Why encouraging inward Chinese direct investment in clean energy makes sense for the United States
President Obama’s administration made great strides in his first term toward building a sustainable U.S. clean energy economy that will provide jobs for middle-class Americans and reduce our nation’s dependence on foreign oil and fossil fuels. But more work is needed. Moving toward a clean energy economy in the United States will require more than $1 trillion of investment in the electricity grid, new fuels, mass transit, power generation, and manufacturing. An investment of this size will require the United States to mobilize every possible source of capital, including foreign direct investment.
While the United States has a sizeable investment need, Chinese investors are eager for new opportunities in foreign markets—and the U.S. market in particular. Their goals are not always perfectly aligned with ours, nor do U.S. market opportunities always perfectly meet their needs. That said, however, there are times when Chinese direct investment in the U.S. clean energy economy would be mutually beneficial.
Chinese enterprises would like to invest in the United States for many reasons, including:
- Some potential investors are seeking infrastructure investments with stable returns.
- Others are seeking access to innovative technology and processes or high-yield opportunities in manufacturing.
- Directly investing in the United States can give Chinese enterprises a local presence and a closer relationship with U.S. consumers—two critical prerequisites for building and promoting Chinese name-brand goods and services.
All of these possible reasons for Chinese investment in the United States are supported by the fact that the Chinese government has amassed more than $3 trillion in foreign-exchange reserves. They cannot convert those reserve holdings into Chinese renminbi—the official currency of China—and invest them domestically without triggering inflation, so Chinese banks and enterprises are constantly looking for good investment opportunities abroad. Over the past 5 to 10 years, Chinese enterprises have grown more adept at operating in foreign markets, and that has triggered a shift from lower-yield portfolio investments—where Chinese entities buy minority shares in foreign assets—to higher-yield direct investments—where Chinese entities actually play an operational role by building and operating manufacturing plants abroad.
China’s total cumulative outward foreign direct investment now amounts to around $230 billion worldwide. Annual Chinese direct investments in overseas markets grew from less than $2 billion in 2004 to more than $40 billion in 2009, and some analysts predict that China’s total global stock in outward foreign direct investment could reach $2 trillion by 2020. If handled correctly, these investments could play a large role in revitalizing economies worldwide, including the U.S. economy.

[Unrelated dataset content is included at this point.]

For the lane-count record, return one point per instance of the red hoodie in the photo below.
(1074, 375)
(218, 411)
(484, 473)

Overall Chinese direct investments increasing, but clean energy lags behind
Chinese direct investment in the United States is already rising steadily. Annual investment has surged in recent years—from $375 million in 2004 to more than $6.5 billion in 2012, which is the largest annual total so far. As of the end of 2012, Chinese enterprises have directly invested a cumulative total of more than $22 billion in the U.S. economy. And more than 27,000 American workers are currently employed by firms in which a majority of investments come from the Chinese.
Among China’s current U.S. direct investments, energy is a primary focus. Energy projects accounted for about 45 percent of total inward Chinese investments in 2012. Most of these energy investments, however, are minority-share fossil-fuel acquisitions by China’s state-owned energy companies. The China National Offshore Oil Corporation, for example, has invested more than $3 billion in U.S. shale gas fields since 2010, and the China Petroleum and Chemical Corporation, or Sinopec, has invested another $2.5 billion over the same time period. Comparatively, however, Chinese investment in clean energy is very low. (see Figure 1)

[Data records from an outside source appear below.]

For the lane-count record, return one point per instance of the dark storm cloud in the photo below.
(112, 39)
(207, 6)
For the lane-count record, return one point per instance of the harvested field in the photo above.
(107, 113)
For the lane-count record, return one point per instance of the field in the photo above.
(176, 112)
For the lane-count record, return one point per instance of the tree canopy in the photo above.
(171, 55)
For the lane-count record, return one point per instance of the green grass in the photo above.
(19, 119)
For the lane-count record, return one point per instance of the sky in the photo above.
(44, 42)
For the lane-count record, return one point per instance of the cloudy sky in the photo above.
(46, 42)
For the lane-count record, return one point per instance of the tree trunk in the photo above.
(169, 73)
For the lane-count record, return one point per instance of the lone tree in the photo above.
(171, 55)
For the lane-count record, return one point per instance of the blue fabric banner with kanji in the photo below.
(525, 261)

More work is needed to open up comparable investment opportunities in renewable energy sources, utilities, and energy efficiency. The interest is there: Chinese investments in U.S. clean energy sectors have increased significantly in recent years, from $4 million in 2006 to $264 million in 2011.

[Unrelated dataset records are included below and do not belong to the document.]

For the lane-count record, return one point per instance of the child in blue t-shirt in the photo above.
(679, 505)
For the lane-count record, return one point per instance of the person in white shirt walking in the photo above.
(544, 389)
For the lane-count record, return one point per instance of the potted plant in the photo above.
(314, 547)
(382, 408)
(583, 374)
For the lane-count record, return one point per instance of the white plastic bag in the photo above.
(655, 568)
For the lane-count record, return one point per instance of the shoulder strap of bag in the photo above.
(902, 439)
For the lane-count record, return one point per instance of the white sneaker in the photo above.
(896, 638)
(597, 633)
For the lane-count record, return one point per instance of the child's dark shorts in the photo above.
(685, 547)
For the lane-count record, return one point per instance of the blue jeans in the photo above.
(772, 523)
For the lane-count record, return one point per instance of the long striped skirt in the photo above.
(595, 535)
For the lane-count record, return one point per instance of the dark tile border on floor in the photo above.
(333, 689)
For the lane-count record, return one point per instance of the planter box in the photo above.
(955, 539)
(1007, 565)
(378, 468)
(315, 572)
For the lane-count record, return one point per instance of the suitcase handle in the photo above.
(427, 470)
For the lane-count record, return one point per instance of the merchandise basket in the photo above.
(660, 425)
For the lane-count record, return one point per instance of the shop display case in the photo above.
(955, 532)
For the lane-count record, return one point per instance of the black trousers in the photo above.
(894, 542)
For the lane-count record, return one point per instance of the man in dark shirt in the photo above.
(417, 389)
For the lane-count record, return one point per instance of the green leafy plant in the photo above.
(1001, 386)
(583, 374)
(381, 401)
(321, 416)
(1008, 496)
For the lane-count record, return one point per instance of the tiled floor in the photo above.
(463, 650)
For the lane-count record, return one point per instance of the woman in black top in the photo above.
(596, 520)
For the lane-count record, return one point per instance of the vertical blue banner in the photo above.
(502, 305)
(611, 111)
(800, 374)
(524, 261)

When you compare those investment numbers to the investment numbers for fossil fuels, however, clean energy is still just a drop in the bucket.
Federal policy is a problem for foreign direct investment in U.S. clean energy sectors
One reason Chinese direct investment in U.S. clean energy sectors still lags behind Chinese investment in U.S. fossil-fuel sectors is because our investment incentives for clean energy still do not measure up to the tax breaks and other policies supporting oil and natural gas. Leveling the playing field for clean energy technologies is still a work in progress in this nation, and that impacts foreign direct investment just as it impacts domestic investment. Additionally, the clean energy incentives that we do have are hard for most foreign companies to utilize.
The three main national-level U.S. clean energy incentives are the Department of Energy loan guarantee program, the production tax credit, and the investment tax credit. The U.S. Department of Energy loan guarantee program—section 1703 of the loan program—supports pre-commercial clean energy technologies by guaranteeing bank loans issued to companies pursuing those technology development projects. Department of Energy loan guarantees lower the otherwise-high investment risks associated with these companies, making them more attractive to private lenders.
Legally, Chinese and other foreign enterprises are eligible to receive clean energy loan guarantees from the Department of Energy as long as the project itself is located in the United States. In reality, though, in the current political climate it would be a serious liability for the Department of Energy to provide loan guarantees to a foreign company, particularly a Chinese company. U.S. politicians routinely attack clean energy deals that appear to allow Chinese companies to benefit from U.S. government funding. In 2010, for example, some U.S. senators protested a clean energy program that provided stimulus funding to U.S. wind farms that were importing their wind turbines from China. Similar protests arose last year when China’s Wanxiang Group moved to acquire A123, a U.S. battery company that had received federal clean energy funding before going bankrupt. Even when Chinese companies are not involved, the Department of Energy already has its hands full defending clean energy loan guarantees from fossil-fuel lobbying efforts. Adding Chinese companies into the mix would make that difficult job even harder.
In addition to the loan guarantee program, the United States also has two renewable energy tax credits: a production tax credit and an investment tax credit. The production tax credit provides a per-kilowatt-hour tax refund for companies that generate electricity using wind, biomass, hydropower, and other renewable sources. That tax credit can substantially reduce the costs of some renewable generation projects—particularly for wind, closed-loop biomass, and geothermal projects, which can receive a tax credit of 2.2 cents per 1 kilowatt hour.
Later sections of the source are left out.